Penrose-Diagram for the Kerr-Metric

[Clausalism]

Hey Guys,

so i was reading Hawking&Ellis a bit and still encounter always problems with the Penrose-Diagrams. Looking at the Penrose-Diagram for the rotating Kerr-Black hole (just one illustrating picture at the end) i come up the following question:

There are two regions III (with the singularites inside) which are seperated from each other. Given i am in the region II (between the chauchy-surfaces, where only the r coordinate is well defined) how would you describe the trajectories of observers who want to go to either one of the two singularities? In other words how would you control your trajectory to do that (i.e., what measurements you would make to ensure that you ended up in, say, the "left" singulartiy-region III as opposed to the right one)?

Thank your very much for your answer!

[MigL]

Just noticed this, so here's my two cents.

 

Penrose diagrams are basically two dimensional light cones such that the 45 deg line is c .

Obviously speeds are constrained to be equal to or more vertical than 45 deg, and the horizon itself is at 45 deg since it denotes an escape velocity of c . In effect, atwo dimensional finite 'mapping' of an infinite space-time.

Even in a regular Swartzchild ( non-charged, non-rotating ) BH Penrose diagram, there are two horizons, whether this has any physicality is open for debate, but obviously cannot be verified and settled.

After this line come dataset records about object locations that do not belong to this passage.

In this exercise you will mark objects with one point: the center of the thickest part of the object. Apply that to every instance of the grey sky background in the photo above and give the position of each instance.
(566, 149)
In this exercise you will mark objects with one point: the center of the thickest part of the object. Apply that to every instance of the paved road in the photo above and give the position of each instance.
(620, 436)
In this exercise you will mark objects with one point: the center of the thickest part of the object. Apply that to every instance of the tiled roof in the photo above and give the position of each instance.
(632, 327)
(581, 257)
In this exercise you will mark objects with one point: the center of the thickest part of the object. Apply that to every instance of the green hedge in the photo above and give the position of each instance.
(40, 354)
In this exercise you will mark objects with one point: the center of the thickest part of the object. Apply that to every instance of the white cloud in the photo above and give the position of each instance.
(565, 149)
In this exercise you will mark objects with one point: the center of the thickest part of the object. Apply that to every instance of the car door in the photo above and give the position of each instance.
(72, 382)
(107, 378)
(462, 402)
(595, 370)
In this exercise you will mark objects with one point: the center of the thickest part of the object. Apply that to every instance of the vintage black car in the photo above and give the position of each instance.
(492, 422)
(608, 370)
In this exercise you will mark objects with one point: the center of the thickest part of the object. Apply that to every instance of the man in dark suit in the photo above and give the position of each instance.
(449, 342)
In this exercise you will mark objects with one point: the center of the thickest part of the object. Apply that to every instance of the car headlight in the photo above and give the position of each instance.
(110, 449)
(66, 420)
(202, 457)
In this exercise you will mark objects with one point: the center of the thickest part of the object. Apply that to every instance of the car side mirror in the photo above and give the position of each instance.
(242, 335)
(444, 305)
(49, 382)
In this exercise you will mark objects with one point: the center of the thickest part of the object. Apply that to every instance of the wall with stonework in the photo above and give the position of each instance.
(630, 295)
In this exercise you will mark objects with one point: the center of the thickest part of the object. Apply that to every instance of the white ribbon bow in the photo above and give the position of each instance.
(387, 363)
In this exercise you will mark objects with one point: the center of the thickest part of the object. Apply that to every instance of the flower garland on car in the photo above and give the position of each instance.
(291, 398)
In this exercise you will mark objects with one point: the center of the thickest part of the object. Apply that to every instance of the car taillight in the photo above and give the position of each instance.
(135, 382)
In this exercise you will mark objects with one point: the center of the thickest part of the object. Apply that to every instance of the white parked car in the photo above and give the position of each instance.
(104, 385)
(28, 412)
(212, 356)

Similarily a Kerr BH ( or a Nordstrum BH ) Penrose diagram has more than one horizon and various other 'regions' which can be accessed by travelling slower than c , but again, they may not have any physical meaning such as different universes, different areas of the same universe, or absolutely nothing.

[Clausalism]

Thank you for your reply.

 

I agree with what you said completley: These regions may have no physical meaning, maybe not even exist at all. But now just take the picture you get from general relativity as it is and assume this maximal analytic extension would be correct. How would you - in this mathematical framework - be able to choose to which region III you travel?